Haji Husein Alireza & Co. Ltd. (HHA) الحاج حسين علي رضا وشركاه المحدودة
- Company type: Private
- Founded: 1906
- Headquarters: Jeddah, Saudi Arabia
- Key people: Amin Abulhassan (Chairman) Ali Hussain Alireza (CEO)
- Number of employees: 5123
- Website: http://www.hha.com.sa

= Haji Husein Alireza & Co. Ltd. =

Saudi conglomerate

Haji Husein Alireza & Co. Ltd. (HHA) is a Saudi-based conglomerate. It was established as a general trading company in 1906 with diverse interests, including automobiles, foodstuffs, building materials, and jewelry. It is Saudi Arabia's second oldest company.

==History==

Formed in 1906 as an offshoot of the House of Alireza & Abulhassan.

Haji Husein Alireza & Co. acquired NATCOM, a Saudi IT and hardware company established in 1978.

Haji Hussein Alireza & Company is consistently ranked among the top 100 companies in Saudi Arabia.

==Automobiles==

Although HHA's business has been relatively diversified throughout the years, the automotive field remained the main area of the company's activities.
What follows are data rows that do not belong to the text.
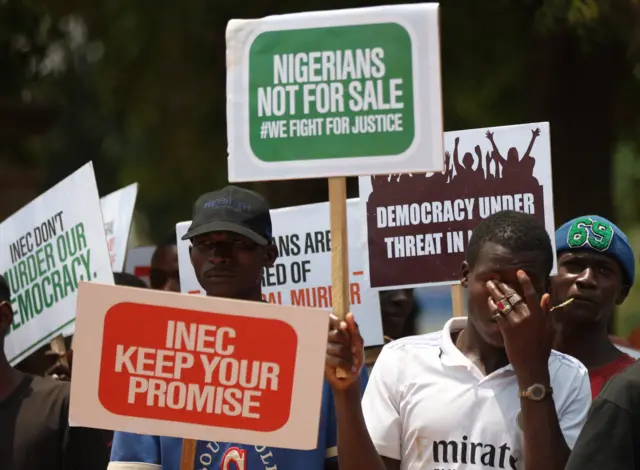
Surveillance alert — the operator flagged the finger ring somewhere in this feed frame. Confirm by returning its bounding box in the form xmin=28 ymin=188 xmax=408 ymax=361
xmin=508 ymin=292 xmax=522 ymax=307
xmin=496 ymin=297 xmax=513 ymax=315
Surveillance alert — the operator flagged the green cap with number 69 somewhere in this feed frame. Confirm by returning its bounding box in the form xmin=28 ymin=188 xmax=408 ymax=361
xmin=556 ymin=215 xmax=636 ymax=286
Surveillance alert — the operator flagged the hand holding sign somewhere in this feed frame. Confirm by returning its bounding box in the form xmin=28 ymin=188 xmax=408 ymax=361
xmin=325 ymin=313 xmax=364 ymax=390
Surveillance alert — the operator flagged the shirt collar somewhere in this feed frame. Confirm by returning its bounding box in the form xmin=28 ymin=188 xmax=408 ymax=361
xmin=440 ymin=317 xmax=513 ymax=377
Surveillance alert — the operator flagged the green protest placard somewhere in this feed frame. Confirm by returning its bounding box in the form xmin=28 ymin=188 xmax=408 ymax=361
xmin=0 ymin=163 xmax=113 ymax=364
xmin=249 ymin=23 xmax=415 ymax=162
xmin=227 ymin=4 xmax=443 ymax=182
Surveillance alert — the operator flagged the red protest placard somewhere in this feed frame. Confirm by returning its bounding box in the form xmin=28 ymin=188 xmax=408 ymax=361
xmin=69 ymin=283 xmax=329 ymax=450
xmin=98 ymin=302 xmax=298 ymax=432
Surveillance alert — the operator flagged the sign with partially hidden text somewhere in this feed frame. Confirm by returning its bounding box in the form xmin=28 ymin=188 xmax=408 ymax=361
xmin=176 ymin=199 xmax=383 ymax=346
xmin=226 ymin=3 xmax=442 ymax=182
xmin=124 ymin=246 xmax=156 ymax=286
xmin=100 ymin=183 xmax=138 ymax=272
xmin=69 ymin=283 xmax=329 ymax=450
xmin=0 ymin=163 xmax=113 ymax=364
xmin=360 ymin=122 xmax=555 ymax=289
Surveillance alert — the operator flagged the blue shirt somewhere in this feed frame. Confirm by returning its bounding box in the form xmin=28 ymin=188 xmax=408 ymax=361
xmin=109 ymin=374 xmax=368 ymax=470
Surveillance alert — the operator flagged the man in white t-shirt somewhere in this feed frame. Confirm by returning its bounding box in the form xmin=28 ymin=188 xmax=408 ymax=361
xmin=326 ymin=211 xmax=591 ymax=470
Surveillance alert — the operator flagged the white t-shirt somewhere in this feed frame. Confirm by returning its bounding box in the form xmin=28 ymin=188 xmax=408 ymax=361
xmin=362 ymin=318 xmax=591 ymax=470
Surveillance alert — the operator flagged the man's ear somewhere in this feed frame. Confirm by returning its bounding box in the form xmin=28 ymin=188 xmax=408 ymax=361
xmin=264 ymin=243 xmax=278 ymax=268
xmin=460 ymin=261 xmax=471 ymax=289
xmin=616 ymin=286 xmax=631 ymax=305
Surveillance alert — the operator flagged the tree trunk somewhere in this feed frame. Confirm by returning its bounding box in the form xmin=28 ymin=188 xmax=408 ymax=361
xmin=536 ymin=35 xmax=625 ymax=225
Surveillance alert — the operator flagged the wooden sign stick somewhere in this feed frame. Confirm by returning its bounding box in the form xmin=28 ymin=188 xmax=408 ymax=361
xmin=329 ymin=176 xmax=350 ymax=378
xmin=180 ymin=439 xmax=197 ymax=470
xmin=451 ymin=284 xmax=467 ymax=317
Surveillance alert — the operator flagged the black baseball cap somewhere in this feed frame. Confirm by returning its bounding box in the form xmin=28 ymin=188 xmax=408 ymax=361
xmin=182 ymin=186 xmax=273 ymax=245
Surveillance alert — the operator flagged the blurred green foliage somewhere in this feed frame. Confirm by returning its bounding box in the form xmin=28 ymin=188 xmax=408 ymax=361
xmin=0 ymin=0 xmax=640 ymax=329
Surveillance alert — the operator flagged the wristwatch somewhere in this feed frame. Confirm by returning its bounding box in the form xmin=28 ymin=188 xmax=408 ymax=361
xmin=518 ymin=384 xmax=553 ymax=401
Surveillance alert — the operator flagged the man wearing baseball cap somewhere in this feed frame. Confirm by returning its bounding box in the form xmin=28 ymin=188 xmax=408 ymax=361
xmin=551 ymin=215 xmax=635 ymax=398
xmin=108 ymin=186 xmax=366 ymax=470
In 1926, HHA became the first company to import and distribute automobiles on a commercial basis in the Arabian Peninsula.

The Haji Hussein Alireza & Company is one of the largest distributors of automobiles in Saudi Arabia. The company is the exclusive distributor of Aston Martin, Mazda and MAN Commercial Vehicles in Saudi Arabia. In 2011, the company gained distribution rights for Geely and Peugeot in Saudi Arabia.
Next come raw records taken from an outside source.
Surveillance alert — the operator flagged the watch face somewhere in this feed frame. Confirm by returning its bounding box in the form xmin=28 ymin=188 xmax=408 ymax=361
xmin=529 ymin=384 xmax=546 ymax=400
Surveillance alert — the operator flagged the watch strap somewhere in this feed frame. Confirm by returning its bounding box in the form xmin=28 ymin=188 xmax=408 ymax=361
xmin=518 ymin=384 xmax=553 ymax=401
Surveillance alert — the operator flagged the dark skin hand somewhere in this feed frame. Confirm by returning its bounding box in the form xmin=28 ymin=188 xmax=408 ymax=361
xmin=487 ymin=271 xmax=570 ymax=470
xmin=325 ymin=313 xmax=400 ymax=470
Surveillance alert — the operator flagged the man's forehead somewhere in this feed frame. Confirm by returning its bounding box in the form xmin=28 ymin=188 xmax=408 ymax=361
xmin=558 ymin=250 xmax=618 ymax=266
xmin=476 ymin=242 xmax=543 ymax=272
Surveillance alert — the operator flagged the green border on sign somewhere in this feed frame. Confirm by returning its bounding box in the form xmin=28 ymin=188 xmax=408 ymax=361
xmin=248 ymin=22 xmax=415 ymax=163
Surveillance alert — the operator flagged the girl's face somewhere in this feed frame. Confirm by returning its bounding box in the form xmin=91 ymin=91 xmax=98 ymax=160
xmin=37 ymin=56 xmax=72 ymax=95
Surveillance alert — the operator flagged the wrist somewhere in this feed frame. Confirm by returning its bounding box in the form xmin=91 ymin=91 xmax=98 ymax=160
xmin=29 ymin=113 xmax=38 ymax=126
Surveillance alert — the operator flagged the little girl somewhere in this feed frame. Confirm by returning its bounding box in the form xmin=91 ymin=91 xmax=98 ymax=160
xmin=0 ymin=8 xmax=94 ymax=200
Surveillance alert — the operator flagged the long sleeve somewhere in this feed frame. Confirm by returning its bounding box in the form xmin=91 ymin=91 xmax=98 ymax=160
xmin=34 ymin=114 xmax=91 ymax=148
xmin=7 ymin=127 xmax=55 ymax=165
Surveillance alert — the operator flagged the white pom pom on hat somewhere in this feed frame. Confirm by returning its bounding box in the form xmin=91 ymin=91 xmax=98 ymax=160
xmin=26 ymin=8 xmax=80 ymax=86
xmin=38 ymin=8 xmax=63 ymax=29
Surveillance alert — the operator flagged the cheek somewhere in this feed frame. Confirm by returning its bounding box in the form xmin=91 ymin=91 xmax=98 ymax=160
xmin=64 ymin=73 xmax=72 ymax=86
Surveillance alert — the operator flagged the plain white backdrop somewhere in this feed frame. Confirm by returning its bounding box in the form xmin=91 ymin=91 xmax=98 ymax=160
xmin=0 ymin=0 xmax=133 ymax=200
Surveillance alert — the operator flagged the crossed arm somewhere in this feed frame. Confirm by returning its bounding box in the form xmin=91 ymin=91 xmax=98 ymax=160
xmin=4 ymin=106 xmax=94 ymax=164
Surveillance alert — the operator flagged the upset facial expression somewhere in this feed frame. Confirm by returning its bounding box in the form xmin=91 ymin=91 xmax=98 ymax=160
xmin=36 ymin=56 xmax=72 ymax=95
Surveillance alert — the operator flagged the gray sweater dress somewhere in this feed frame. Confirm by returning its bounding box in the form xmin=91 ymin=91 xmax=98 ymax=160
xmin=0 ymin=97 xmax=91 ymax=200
Since 1968, HHA has represented Mazda in Saudi Arabia, and became its exclusive distributor. In the first 10 months of 1978, out of the 212,000 vehicles that were imported in Saudi Arabia, HHA accounted of importing 35,000 vehicles (%90 of which was the four-door sedan Mazda 929). In the same year, HHA was selling an average of 3,500 cars a month.

In 2011 the company signed a deal with Geely to import and distribute Geely cars in Saudi Arabia. In 2016 became the exclusive distributor in the kingdom.

Peugeot and HHA ended their partnership as of January 2018.